Our daily lives take on a familiarity that provides us with a sense of stability and security. Even those who travel frequently have familiarities, such as airports and hotel rooms.
So when our familiar life is disrupted by a disaster, we naturally experience a strong stress-reaction to the unwanted change and increased uncertainty.
Whether you have recently experienced a disaster or know people who have, it is important to realize which responses are normal considering the circumstances. It is also useful to know that recovery from disasters can take months or years; people do not wake up one day magically recovered from a traumatic experience.
10 Normal Responses to Disaster
- intense feelings: anxiety, grief, anger, depression
- survival worries
- financial worries related to rebuilding and retirement
- difficulty trusting, being suspicious or wary
- feeling isolated, alone, or cut off
- disturbing visual memories
- trouble sleeping and appetite changes
- irritability or apathy, mood swings
- frustration about paperwork for relief or insurance services
Although a person’s most intense reactions may be during the year following a disaster, full adjustment can take two to seven years. Even after coming to terms with what happened, some people will forever think of time in terms of before the disaster, and after.
Post trauma, children can revert to old behaviors such as sucking their thumb as a way of managing their feelings. They may fear leaving their parent’s side and be very disturbed by the loss of family routine.
Senior adults may have strong feelings over losing personal items that connected them to their past, and like children, they are sensitive to the loss of their usual routine. Adults of all ages may experience an increase of symptoms from medical conditions owed to the added stress.
Six Suggestions for Reducing Disaster Anxiety
- Establish some routine quickly. Even if you are relocated, a bedtime routine can be comforting, particularly to children.

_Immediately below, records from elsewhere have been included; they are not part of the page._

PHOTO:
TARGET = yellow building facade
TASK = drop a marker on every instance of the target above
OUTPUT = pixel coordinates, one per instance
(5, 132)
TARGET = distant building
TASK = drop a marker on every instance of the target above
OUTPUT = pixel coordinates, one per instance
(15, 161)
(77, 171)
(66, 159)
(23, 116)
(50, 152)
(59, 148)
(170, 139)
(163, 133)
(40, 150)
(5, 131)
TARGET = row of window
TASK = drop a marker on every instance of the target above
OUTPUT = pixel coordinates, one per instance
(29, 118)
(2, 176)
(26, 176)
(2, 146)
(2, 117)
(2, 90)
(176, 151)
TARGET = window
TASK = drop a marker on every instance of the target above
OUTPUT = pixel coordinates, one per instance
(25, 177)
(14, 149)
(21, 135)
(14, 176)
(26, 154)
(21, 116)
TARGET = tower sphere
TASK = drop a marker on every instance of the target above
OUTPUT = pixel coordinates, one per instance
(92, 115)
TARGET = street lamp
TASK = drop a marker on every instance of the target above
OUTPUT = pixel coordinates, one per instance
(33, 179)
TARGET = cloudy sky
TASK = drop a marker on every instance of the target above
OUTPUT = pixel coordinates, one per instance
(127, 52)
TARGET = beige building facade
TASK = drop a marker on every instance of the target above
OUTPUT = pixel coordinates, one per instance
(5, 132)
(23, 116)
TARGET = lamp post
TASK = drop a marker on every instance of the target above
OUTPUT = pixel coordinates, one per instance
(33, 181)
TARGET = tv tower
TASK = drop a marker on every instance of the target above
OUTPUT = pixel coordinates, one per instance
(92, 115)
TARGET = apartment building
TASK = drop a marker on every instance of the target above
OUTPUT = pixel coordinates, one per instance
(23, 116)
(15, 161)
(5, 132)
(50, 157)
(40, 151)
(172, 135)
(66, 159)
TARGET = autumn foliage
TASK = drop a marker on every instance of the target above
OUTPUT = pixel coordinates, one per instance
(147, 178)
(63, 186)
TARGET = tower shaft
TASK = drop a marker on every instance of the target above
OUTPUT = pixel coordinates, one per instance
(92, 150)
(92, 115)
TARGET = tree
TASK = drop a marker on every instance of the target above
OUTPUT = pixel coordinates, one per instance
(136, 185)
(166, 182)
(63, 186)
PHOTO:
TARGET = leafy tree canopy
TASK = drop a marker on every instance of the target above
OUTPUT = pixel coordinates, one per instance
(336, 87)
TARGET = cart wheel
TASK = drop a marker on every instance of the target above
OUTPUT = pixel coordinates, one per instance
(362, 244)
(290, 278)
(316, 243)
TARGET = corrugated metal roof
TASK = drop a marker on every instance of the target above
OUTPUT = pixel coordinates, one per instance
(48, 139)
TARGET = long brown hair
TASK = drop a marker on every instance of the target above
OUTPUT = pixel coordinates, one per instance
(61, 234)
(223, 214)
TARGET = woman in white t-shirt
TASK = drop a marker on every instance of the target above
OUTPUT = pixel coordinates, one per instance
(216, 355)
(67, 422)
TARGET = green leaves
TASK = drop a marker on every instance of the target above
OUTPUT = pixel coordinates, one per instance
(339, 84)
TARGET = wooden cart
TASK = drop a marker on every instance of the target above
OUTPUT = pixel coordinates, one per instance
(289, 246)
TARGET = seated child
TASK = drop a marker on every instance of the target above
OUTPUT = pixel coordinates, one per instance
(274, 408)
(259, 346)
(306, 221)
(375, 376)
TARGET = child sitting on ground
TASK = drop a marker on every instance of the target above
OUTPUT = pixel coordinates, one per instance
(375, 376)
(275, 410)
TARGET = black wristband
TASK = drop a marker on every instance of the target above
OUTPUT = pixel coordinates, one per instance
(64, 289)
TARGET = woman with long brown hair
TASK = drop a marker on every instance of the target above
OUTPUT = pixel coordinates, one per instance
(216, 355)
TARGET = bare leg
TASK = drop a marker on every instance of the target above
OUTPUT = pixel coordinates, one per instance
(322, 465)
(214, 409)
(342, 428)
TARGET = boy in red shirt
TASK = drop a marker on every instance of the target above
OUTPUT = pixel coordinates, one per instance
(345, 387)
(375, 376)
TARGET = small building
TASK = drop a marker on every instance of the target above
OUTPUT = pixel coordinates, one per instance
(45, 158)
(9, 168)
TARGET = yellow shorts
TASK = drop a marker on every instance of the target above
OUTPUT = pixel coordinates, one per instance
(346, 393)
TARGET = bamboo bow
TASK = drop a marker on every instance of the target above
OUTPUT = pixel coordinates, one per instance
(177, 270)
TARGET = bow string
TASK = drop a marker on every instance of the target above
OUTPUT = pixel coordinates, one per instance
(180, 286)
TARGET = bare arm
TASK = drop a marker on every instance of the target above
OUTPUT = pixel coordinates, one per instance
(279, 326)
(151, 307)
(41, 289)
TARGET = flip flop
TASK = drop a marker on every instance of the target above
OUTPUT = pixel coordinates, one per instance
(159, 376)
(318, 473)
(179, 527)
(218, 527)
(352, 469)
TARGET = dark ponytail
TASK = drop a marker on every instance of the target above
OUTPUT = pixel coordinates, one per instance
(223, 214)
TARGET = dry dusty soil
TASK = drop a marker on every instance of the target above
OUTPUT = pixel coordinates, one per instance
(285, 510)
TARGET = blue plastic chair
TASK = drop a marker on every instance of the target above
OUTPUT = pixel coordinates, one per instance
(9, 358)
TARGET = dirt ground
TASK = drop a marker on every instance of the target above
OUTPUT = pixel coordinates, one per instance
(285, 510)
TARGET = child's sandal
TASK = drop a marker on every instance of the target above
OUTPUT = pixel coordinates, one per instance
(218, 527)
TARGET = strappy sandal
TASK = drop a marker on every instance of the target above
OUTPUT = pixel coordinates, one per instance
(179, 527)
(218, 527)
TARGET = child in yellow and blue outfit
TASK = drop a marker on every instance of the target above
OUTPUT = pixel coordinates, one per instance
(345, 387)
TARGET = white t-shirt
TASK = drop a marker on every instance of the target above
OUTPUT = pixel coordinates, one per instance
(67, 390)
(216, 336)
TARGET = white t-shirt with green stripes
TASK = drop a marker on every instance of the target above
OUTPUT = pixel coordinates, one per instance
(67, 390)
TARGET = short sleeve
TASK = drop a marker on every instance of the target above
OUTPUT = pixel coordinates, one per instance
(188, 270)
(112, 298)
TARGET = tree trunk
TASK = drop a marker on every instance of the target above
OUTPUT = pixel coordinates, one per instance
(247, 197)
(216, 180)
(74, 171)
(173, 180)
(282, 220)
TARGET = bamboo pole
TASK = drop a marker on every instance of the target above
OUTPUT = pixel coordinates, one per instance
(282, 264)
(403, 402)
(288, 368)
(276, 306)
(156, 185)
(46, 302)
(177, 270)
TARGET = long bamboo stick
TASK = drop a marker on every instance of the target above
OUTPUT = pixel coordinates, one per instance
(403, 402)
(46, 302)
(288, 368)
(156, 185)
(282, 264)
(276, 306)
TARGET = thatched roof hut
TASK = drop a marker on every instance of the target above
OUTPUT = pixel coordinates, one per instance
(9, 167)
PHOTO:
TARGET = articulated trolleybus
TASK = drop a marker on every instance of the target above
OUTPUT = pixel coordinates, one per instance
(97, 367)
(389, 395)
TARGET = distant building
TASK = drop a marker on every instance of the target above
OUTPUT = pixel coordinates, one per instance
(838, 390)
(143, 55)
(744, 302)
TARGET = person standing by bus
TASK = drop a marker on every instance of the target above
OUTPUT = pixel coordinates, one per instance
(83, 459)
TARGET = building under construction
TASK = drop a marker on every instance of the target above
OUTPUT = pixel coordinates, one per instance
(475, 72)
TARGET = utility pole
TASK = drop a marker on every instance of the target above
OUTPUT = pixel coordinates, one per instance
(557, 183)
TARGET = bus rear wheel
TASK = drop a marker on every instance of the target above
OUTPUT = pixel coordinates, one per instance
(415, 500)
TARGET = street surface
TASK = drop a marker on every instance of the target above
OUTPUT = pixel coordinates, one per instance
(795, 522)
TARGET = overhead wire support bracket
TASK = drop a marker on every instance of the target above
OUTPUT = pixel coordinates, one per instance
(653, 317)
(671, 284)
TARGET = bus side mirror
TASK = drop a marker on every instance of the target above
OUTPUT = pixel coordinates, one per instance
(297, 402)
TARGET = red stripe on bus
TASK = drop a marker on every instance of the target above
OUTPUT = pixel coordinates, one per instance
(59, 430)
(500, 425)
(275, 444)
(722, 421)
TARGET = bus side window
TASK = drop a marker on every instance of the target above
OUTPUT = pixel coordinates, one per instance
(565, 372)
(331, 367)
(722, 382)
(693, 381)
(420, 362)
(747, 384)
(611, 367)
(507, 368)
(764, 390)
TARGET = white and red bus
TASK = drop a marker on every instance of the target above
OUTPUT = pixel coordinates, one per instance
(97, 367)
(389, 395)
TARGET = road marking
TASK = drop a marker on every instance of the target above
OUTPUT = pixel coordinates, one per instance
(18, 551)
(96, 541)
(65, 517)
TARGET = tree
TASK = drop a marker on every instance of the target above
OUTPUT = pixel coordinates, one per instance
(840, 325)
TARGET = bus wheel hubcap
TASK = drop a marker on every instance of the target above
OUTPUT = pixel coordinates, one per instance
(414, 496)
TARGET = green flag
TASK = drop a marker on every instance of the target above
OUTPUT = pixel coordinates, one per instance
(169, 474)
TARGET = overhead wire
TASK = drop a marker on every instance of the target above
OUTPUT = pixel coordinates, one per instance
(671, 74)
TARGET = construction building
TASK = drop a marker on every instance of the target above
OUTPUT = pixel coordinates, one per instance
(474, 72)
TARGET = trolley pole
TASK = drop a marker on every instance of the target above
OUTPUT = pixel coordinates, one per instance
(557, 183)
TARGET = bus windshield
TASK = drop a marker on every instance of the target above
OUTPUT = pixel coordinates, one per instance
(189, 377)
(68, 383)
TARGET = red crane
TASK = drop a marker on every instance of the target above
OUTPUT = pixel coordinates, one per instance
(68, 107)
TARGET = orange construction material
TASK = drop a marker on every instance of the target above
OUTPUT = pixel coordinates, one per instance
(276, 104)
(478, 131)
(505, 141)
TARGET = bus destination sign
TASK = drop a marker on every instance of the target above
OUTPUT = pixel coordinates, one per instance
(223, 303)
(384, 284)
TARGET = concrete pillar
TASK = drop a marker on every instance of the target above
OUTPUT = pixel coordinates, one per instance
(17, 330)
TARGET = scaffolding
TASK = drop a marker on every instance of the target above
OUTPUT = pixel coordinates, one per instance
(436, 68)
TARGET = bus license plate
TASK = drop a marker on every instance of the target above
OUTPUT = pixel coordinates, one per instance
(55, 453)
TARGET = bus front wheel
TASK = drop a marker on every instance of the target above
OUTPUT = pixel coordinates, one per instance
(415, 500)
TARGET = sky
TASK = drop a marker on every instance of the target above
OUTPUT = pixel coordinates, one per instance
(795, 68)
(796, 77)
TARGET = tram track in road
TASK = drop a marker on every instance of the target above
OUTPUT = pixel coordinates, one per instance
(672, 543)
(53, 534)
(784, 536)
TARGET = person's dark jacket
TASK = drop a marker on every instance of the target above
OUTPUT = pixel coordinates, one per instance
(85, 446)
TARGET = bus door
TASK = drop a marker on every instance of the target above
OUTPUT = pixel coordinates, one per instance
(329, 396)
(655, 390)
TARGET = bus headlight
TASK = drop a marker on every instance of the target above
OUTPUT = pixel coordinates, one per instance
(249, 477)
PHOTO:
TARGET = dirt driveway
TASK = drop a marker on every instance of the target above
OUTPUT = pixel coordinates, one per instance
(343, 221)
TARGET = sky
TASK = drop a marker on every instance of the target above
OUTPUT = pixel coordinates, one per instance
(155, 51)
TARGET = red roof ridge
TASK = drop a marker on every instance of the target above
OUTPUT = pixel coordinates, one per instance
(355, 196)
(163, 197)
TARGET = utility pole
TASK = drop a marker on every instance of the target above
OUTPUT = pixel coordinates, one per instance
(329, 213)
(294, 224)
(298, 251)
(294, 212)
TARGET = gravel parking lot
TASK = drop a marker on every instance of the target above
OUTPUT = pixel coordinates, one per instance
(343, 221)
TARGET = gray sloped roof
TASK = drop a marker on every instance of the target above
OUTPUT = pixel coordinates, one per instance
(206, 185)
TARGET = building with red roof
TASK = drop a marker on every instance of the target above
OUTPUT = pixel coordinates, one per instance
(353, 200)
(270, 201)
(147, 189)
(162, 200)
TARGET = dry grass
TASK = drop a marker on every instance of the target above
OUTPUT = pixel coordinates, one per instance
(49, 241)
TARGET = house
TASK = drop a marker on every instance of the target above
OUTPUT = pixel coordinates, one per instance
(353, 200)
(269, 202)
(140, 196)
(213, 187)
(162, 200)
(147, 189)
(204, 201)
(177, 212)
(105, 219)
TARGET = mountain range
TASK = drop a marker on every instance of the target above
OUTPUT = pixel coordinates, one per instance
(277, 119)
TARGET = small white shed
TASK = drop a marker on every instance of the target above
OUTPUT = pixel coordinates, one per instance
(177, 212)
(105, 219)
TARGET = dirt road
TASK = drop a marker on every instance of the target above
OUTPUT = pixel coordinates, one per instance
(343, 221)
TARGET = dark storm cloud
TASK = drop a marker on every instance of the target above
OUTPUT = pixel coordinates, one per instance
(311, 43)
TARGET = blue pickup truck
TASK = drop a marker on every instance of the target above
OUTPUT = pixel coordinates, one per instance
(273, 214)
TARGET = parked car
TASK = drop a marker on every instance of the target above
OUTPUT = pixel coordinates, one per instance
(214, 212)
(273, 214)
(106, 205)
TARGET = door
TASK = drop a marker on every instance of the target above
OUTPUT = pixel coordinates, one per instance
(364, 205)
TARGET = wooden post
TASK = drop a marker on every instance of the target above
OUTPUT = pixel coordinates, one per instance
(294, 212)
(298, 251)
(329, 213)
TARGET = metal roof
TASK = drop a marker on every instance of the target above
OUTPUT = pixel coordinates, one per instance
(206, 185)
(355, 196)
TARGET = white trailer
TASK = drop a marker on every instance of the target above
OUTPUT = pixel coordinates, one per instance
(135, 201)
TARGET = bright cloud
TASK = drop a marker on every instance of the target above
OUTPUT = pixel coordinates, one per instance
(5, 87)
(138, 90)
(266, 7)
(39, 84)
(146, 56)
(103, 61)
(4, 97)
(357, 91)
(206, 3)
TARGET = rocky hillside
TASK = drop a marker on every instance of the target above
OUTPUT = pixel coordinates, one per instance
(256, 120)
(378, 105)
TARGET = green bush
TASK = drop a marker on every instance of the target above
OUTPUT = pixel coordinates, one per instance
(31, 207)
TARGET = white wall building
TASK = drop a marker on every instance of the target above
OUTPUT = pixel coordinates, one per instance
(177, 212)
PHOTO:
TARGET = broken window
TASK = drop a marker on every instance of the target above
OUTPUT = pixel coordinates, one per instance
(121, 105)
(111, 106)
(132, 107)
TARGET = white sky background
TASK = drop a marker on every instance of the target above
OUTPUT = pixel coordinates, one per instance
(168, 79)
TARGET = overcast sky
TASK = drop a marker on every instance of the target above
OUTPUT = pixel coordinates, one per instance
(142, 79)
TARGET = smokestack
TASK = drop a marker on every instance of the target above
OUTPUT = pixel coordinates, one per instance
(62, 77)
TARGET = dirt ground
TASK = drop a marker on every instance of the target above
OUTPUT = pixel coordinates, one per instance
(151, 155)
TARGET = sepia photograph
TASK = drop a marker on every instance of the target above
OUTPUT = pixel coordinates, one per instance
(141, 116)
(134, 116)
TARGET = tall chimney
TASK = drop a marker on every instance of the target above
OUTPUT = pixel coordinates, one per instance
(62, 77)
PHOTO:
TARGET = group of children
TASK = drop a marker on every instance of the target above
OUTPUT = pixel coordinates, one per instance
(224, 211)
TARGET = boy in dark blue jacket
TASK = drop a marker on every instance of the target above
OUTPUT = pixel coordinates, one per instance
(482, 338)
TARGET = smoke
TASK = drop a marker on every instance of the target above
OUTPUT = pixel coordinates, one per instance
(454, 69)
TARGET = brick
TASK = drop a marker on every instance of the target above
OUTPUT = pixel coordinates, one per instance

- Breathe slowly and deeply, mouth closed, completely filling the bottom of your lungs as you inhale.
- You will need to talk about your experience and feelings, but it will not help to dwell on what happened. Keep your mind in the present with practical activities, being with friends and family and grabbing any opportunity to have fun.
- Be patient with yourself; you will be more functional some days than others. Disasters require us to be resilient and strong, but it may cause an emotional disaster if you attempt to deny your feelings. If you spend today in tears, it will allow you to adjust and feel stronger tomorrow.
- Although loss is not funny, life never ceases to be humorous. Laugh when you can.
- If you are experiencing anxiety from hearing about a disaster in the media and cannot stop worrying about it, follow the same suggestions.
Never hesitate to seek professional help if your anxiety or despair become unmanageable.